Efeu – der Tausendsassa in der Mythologie
Text: Antje Peters-Reimann
Fotos: Staudengärtnerei Gaißmayer
In kaum einem unserer Gärten fehlt er und es gibt sogar einen deutschen Verein, der sich ausschließlich ihm widmet. Und doch spielt Efeu in der Wahrnehmung vieler Gartenfreunde eine eher untergeordnete Rolle. Aber das hat Hedera helix, wie er mit botanischem Namen heißt, keineswegs verdient!
Der Gattungsname lässt sich vom griechischen »hedra« = »sitzen« herleiten, weil die Pflanze auf ihrer Unterlage förmlich festsitzt. Der Begriff »helix« bedeutet übersetzt »gewunden« oder »spiralig«, führt allerdings ein wenig in die Irre, weil die Pflanze nicht – wie beispielsweise der Hopfen – gewunden emporwächst, sondern in die Höhe klettert. Als Volksnamen des Efeus kennt man »Eppich«, »Grabefeu« und »Totenranke« – letztere Bezeichnungen mögen als Hinweis darauf verstanden werden, dass Efeu gern als Bodendecker auf Friedhöfen verwendet wird.
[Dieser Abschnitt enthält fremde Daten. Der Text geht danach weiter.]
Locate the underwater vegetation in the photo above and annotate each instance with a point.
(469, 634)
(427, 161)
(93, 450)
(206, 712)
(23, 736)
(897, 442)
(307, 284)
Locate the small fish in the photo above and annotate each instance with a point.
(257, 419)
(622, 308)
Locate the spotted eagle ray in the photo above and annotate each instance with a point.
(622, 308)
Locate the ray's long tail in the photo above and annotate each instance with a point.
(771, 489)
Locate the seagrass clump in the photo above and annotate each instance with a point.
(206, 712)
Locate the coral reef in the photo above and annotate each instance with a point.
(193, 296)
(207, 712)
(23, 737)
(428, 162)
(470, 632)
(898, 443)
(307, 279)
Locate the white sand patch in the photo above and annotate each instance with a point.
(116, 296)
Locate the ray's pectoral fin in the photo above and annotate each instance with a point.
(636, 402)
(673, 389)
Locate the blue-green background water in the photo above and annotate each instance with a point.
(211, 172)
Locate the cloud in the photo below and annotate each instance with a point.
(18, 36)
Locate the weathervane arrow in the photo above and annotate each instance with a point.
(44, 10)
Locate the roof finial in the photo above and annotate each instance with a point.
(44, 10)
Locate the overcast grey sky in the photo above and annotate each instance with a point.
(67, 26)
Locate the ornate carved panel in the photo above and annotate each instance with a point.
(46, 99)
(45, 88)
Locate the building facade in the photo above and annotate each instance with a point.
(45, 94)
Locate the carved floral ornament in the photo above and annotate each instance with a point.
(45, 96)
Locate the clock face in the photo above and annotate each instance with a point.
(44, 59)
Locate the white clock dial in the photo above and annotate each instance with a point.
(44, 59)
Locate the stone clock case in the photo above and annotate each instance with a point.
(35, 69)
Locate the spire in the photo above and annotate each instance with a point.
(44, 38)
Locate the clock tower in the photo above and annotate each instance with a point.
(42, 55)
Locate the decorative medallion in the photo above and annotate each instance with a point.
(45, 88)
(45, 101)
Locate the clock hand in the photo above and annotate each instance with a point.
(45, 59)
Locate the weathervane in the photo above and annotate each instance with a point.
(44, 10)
Mit dem Volksnamen »Baumtod« tut man der Pflanze allerdings unrecht. Und so irrte sich schon der antike Philosoph und Naturforscher Theophrast, als er schrieb: »Geht der Efeu an Bäumen empor, so ist er ihnen schädlich, indem er sie aussaugt... Wird er unten abgehauen, so kann er doch noch mit seinen an einem Baum oder Mauer haftenden Wurzeln fortleben.« Wohl klettert der Efeu gern an Bäumen empor, doch er schadet seiner Wirtspflanze nicht. Wenn er in die Höhe und damit hin zum Licht gelangt ist, entwickelt er seine hübsche Altersform mit attraktiven Blüten und Früchten, hört aber dann zu klettern auf. Und wenn man ihn komplett abschlägt, bleibt er zwar noch eine Weile grün, aber irgendwann fehlen auch ihm Wasser und Nährstoffe und er stirbt ab.
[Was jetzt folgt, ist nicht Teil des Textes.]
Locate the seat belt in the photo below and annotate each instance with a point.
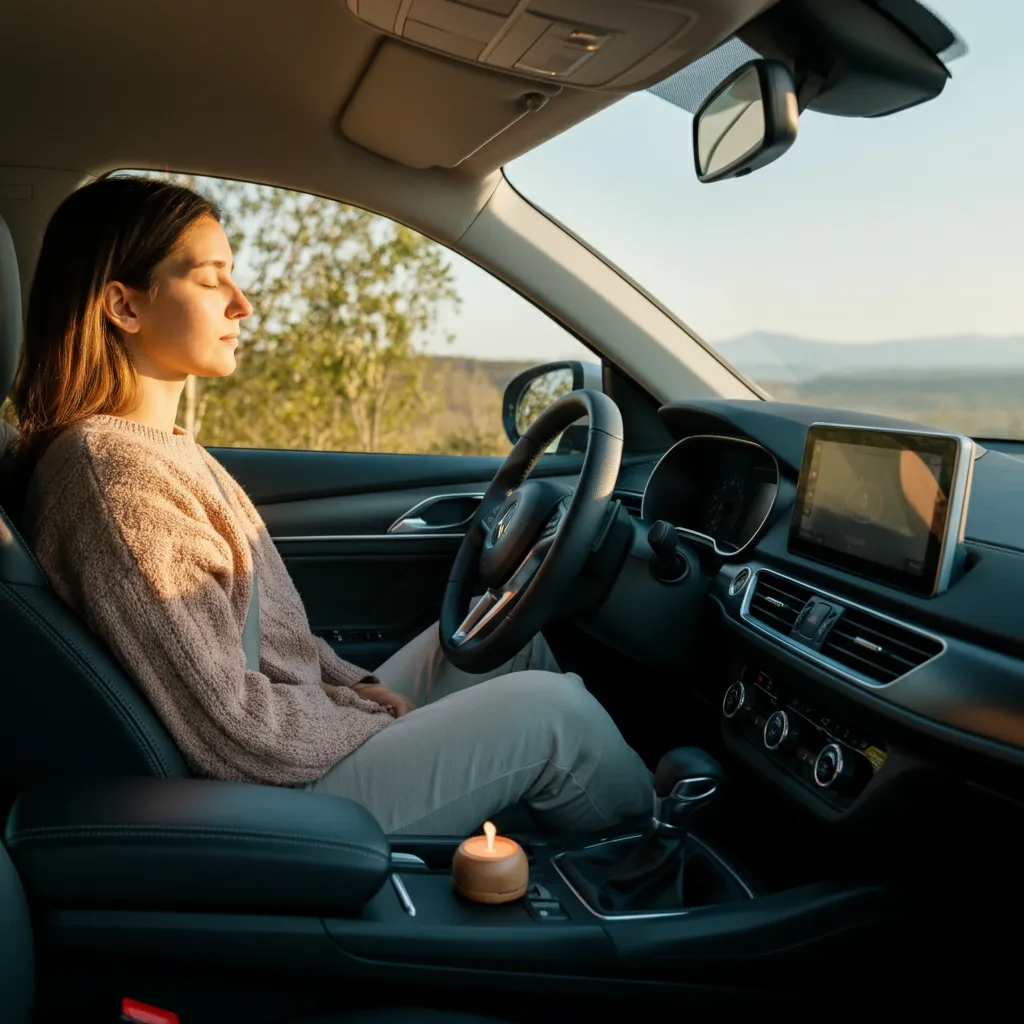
(250, 631)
Seit jeher hat der Efeu die Menschen fasziniert und so wundert es nicht, dass er in Mythologie und Symbolik eine bedeutende Rolle spielt. Als immergrüne Pflanze war er ein Sinnbild von Ewigkeit, Freundschaft und ehelicher Treue. So heißt es auch in Theodor Fontanes Roman »Effi Briest« über das Brautpaar Geert und Effi: »Geert, wenn er [Effis Vater] nicht irre, habe die Bedeutung von einem schlank aufgeschossenen Stamm, und Effi sei dann also der Efeu, der sich darumzuranken habe.« Schon antike griechische Priester sollen Brautpaaren anlässlich ihrer Eheschließung eine Efeuranke als Symbol ewiger Liebe und beständigen Glücks überreicht haben.
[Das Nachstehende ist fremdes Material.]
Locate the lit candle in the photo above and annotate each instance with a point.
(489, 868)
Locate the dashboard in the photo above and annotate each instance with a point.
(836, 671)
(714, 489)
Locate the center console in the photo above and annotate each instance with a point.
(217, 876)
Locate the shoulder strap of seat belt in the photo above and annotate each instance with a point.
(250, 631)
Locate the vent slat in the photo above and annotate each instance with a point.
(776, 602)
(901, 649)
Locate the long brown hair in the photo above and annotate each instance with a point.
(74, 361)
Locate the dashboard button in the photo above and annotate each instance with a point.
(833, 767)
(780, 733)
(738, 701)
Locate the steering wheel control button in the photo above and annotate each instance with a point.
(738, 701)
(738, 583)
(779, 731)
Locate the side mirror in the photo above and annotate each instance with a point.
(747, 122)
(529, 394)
Im Mittelalter verwendeten Hexen Efeu-Extrakte zur Herstellung einer Paste, die sowohl erotisierende Wirkung haben als auch die eheliche Treue festigen sollte. Weitere Inhaltsstoffe der Hexenpaste waren übrigens Eisenhut, Wasserschierling und das gekochte Fleisch eines Diebes! Und nur, wenn man den Efeu eine Stunde vor Sonnenaufgang und mit nach Osten gewendetem Gesicht erntete, konnte er seine magische Wirkung entfalten.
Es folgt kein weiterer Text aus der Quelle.